今治の『継ぎ獅子』。
「継ぎ獅子」は、獅子の頭をかぶった「獅子児(ししこ)」と呼ばれる子供たちが、大人の肩の上に立って、扇や剣を持って勇敢に華麗な舞いを披露します。
今治の各地区で行われる『継ぎ獅子』は、愛媛県の無形民俗文化財にも指定され、春祭りの大きな見どころのひとつで、全国的にも例を見ない特徴のある獅子舞です。
今から、300年ほど前の江戸時代中期に、伊勢神宮から「代々神楽」の獅子舞の一団が、五穀豊穣を願う伊勢神宮のお札を持って、今治地方の塩田などを訪れて伝えられました。

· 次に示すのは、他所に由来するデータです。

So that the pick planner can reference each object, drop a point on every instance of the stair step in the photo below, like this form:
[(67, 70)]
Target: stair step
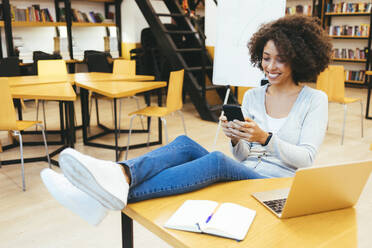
[(199, 68), (180, 32), (189, 50), (174, 14), (214, 87)]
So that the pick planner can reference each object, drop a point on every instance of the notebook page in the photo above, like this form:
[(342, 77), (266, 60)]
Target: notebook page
[(231, 221), (190, 213)]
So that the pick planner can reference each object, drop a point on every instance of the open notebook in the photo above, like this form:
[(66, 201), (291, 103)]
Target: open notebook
[(226, 220)]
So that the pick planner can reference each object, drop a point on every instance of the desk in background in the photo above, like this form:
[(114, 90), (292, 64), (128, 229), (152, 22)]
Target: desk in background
[(62, 92), (341, 228), (115, 90)]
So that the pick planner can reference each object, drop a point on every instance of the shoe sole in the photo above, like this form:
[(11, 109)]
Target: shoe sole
[(59, 187), (83, 179)]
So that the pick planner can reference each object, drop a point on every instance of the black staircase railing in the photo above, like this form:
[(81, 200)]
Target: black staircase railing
[(183, 45)]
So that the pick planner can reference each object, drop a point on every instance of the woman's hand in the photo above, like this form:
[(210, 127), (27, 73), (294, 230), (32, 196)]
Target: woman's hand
[(227, 129), (248, 130)]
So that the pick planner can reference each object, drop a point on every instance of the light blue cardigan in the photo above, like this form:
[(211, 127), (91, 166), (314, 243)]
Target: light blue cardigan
[(295, 144)]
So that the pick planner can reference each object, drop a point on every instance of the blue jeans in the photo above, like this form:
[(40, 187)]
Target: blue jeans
[(179, 167)]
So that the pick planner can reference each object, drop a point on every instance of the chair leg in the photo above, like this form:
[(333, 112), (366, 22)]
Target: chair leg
[(138, 108), (37, 102), (17, 133), (130, 132), (97, 114), (343, 126), (361, 119), (119, 120), (165, 129), (44, 114), (45, 144), (183, 121), (112, 111), (148, 134)]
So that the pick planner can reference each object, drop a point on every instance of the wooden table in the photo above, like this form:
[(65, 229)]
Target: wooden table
[(341, 228), (101, 76), (76, 77), (115, 90), (62, 92)]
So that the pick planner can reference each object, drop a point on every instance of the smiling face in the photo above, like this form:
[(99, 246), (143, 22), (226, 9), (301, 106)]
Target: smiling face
[(275, 66)]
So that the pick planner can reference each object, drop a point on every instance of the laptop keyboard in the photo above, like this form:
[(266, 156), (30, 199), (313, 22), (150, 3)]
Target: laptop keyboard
[(276, 205)]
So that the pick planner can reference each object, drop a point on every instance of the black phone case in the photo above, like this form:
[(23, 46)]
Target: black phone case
[(233, 112)]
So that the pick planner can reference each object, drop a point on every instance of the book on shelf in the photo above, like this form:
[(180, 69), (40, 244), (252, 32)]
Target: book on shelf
[(355, 75), (345, 7), (357, 30), (299, 9), (343, 53), (91, 17), (30, 14), (227, 220)]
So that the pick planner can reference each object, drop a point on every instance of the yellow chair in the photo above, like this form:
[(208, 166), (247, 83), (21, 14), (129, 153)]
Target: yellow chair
[(45, 68), (332, 82), (173, 104), (8, 122), (126, 67)]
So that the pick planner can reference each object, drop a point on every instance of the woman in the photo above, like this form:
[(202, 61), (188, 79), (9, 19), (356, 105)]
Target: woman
[(285, 124)]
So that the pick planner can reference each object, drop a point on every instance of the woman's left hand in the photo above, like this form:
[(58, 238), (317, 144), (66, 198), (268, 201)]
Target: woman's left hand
[(249, 131)]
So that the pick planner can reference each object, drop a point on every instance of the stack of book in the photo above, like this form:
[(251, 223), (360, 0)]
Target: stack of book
[(355, 75), (361, 30), (299, 9), (79, 16), (349, 7), (343, 53), (31, 14)]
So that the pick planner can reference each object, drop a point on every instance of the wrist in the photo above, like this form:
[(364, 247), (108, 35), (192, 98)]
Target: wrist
[(266, 138), (234, 141)]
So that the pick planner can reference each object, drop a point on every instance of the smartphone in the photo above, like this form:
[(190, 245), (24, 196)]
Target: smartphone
[(233, 112)]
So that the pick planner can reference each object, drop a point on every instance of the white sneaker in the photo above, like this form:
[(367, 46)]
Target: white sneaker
[(72, 198), (103, 180)]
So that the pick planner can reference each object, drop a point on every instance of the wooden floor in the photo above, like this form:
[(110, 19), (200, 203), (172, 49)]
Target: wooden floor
[(34, 219)]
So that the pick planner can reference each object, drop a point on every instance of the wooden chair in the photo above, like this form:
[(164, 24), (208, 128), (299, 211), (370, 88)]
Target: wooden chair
[(126, 67), (173, 104), (332, 82), (52, 67), (8, 122)]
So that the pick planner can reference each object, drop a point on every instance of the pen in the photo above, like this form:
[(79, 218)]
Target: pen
[(210, 216)]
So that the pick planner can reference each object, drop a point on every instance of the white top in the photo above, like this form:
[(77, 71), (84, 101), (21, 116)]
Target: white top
[(295, 144), (274, 124)]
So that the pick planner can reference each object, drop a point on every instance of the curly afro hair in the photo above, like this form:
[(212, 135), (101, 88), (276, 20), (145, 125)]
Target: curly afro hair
[(301, 41)]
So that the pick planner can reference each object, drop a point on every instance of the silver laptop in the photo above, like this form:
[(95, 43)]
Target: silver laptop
[(318, 189)]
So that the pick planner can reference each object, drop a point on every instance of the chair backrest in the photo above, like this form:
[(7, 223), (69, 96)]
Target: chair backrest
[(124, 67), (7, 111), (98, 62), (51, 67), (9, 67), (174, 96), (337, 83), (332, 82), (40, 55)]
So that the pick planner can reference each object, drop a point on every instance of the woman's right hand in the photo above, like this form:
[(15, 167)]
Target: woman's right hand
[(227, 129)]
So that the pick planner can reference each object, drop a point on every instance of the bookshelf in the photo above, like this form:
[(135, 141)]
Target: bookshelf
[(19, 21), (348, 25), (305, 7)]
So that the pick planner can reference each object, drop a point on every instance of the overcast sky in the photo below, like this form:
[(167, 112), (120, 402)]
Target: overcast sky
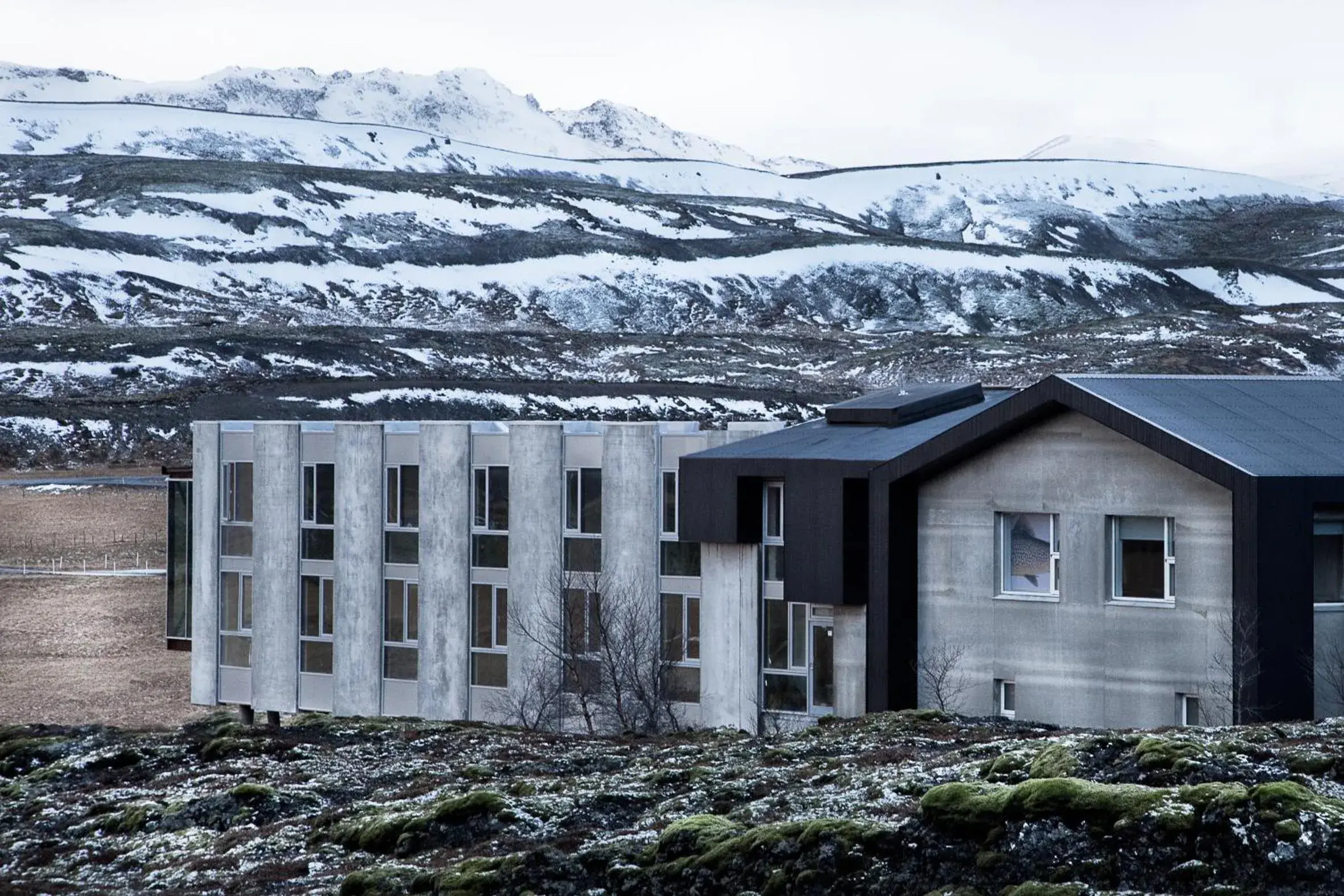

伊勢の代々神楽は、大人の肩の上に獅子頭をかぶったもう一人の大人があがり、扇や剣を持って舞う「二継ぎの獅子舞」でしたが、今治地方では、村の宝である子供を村人が一致団結して下から支えていく。守っていく。継いでいく。神様がいる天に近づいて五穀豊穣などの願いを届けるという気持ちから、だんだん上へ上へと高く継いでいく「三継ぎ(みつぎ)獅子」「四継ぎ(よつぎ)獅子」「五継ぎ獅子」へと発展して、全国的にも珍しい「継ぎ獅子」になりました。以前は、「六継ぎ獅子」もありましたが、あまりにも危険なので、「五継ぎ獅子」までになりました。
特に野間神社、吹揚神社には各地の継獅子が集結し競演し、見るものを圧倒します。